L’assurance, les télécoms, l’énergie, les cimenteries, mais aussi les transports, les carrières, les cliniques et l’enseignement font partie de ces secteurs sensibles.
La charge de la preuve
Les pratiques de cartel étant illégales, elles sont tenues secrètes et ne font l’objet d’aucun accord écrit. La question de la preuve de leur existence, de leur durée et de leur portée est donc déterminante. Pour apporter cette preuve, la jurisprudence internationale considère qu’il est nécessaire de disposer d’un “faisceau d’indices” démontrant l’existence de la collusion entre les membres du cartel.
La preuve peut être apportée par tous moyens. Les preuves sont le plus souvent documentaires directes (tableaux de prix, notes manuscrites, comptes rendus de réunions, agendas), mais à défaut, elles peuvent être comportementales, indirectes. Lorsqu’elles sont régulièrement saisies, ces pièces sont opposables à l’entreprise qui en est à l’origine et aux entreprises qui y sont mentionnées.

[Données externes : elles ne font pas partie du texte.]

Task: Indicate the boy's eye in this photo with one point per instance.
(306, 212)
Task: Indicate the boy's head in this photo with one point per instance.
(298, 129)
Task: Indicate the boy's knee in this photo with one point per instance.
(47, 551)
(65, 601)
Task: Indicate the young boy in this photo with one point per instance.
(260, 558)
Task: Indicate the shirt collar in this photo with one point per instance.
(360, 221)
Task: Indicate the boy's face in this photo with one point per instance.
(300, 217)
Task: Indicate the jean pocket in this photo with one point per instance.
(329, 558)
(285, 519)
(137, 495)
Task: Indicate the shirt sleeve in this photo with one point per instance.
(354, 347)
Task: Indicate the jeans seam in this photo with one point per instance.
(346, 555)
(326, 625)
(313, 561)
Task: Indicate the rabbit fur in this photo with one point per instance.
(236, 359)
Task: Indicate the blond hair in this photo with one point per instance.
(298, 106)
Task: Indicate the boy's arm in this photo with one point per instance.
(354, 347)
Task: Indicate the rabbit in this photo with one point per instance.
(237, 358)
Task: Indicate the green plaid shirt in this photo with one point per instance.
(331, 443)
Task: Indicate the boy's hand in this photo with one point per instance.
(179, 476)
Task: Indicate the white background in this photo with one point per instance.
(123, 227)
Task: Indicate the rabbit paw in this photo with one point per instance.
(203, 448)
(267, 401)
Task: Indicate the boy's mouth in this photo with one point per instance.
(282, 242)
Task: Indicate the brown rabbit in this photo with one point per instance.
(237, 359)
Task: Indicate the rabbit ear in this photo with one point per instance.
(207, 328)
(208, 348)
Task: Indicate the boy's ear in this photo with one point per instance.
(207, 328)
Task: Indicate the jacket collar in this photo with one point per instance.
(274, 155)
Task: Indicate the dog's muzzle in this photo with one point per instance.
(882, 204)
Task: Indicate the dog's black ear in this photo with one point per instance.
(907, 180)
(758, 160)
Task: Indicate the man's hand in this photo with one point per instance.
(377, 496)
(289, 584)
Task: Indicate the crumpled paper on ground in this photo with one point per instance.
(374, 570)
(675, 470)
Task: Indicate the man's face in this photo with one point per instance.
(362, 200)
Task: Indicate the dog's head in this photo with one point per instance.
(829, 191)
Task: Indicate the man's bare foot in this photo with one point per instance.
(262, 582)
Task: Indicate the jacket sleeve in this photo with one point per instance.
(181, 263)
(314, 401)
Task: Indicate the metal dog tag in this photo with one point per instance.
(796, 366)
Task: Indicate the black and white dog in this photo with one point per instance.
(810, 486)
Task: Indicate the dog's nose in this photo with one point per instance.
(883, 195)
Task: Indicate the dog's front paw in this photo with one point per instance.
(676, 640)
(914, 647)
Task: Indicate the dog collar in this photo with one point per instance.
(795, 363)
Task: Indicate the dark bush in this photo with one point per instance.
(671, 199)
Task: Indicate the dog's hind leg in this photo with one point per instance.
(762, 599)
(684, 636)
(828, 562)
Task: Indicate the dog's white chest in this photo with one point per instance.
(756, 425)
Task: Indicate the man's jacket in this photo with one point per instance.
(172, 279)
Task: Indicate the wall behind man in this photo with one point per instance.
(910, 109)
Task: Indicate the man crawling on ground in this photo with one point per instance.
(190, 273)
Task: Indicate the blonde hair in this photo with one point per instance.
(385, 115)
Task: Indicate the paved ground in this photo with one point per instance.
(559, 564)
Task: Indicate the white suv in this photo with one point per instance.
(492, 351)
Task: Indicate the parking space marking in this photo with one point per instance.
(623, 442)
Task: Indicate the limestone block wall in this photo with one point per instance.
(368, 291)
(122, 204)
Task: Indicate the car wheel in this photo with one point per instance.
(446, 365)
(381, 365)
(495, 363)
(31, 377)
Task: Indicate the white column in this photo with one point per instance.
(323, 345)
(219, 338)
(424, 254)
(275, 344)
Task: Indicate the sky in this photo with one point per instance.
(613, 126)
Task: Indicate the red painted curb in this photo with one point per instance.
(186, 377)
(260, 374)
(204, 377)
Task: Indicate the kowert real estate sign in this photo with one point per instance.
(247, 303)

Quant aux preuves indirectes, le droit européen considère que la seule participation, même passive, d’une entreprise à une réunion collusoire suffit à établir sa participation à l’entente illicite.
L’exemplarité de la sanction
Trois niveaux de sanction des cartels sont possibles. Les autorités de la concurrence infligent des amendes aux entreprises contrevenantes en tant que personnes morales. Le 2e niveau correspond à la justice civile qui permet à tout consommateur ou entreprise victime d’un cartel de demander réparation du préjudice subi. Ce type de sanction est très développé aux États-Unis, assez peu en Europe et inexistant au Maroc.
La politique de lutte contre les cartels relève avant tout de la responsabilité de l’État, qui est appelé à déconstruire l’économie de la rente et libérer les énergies des entrepreneurs
Le 3e niveau de sanction est fortement appliqué aux États-Unis, où les lois antitrust considèrent qu’un cartel est un complot contre le marché et, de ce fait, constitue l’infraction la plus grave en matière de concurrence. Des sanctions pénales pouvant aller jusqu’à 10 ans d’emprisonnement sont prononcées contre les personnes physiques.
Au Maroc, l’article 67 de la loi sur la liberté des prix et de la concurrence prévoit des sanctions pénales moins lourdes : 2 mois à 2 ans d’emprisonnement et/ou 10.000 à 500.000 dirhams d’amende en cas de pratiques anticoncurrentielles (telles que définies aux articles 6 et 7 de la loi).
L’opérationnalisation du Conseil de la concurrence
La lutte contre les cartels doit être au cœur de l’action du Conseil de la concurrence, dont il est urgent de restaurer le cadre institutionnel et de rénover l’instance délibérative. Mais cette action demeurera insuffisante, car la politique de lutte contre les cartels relève avant tout de la responsabilité de l’État, qui est appelé à déconstruire l’économie de la rente et libérer les énergies des entrepreneurs, comme le tonne avec force le NMD.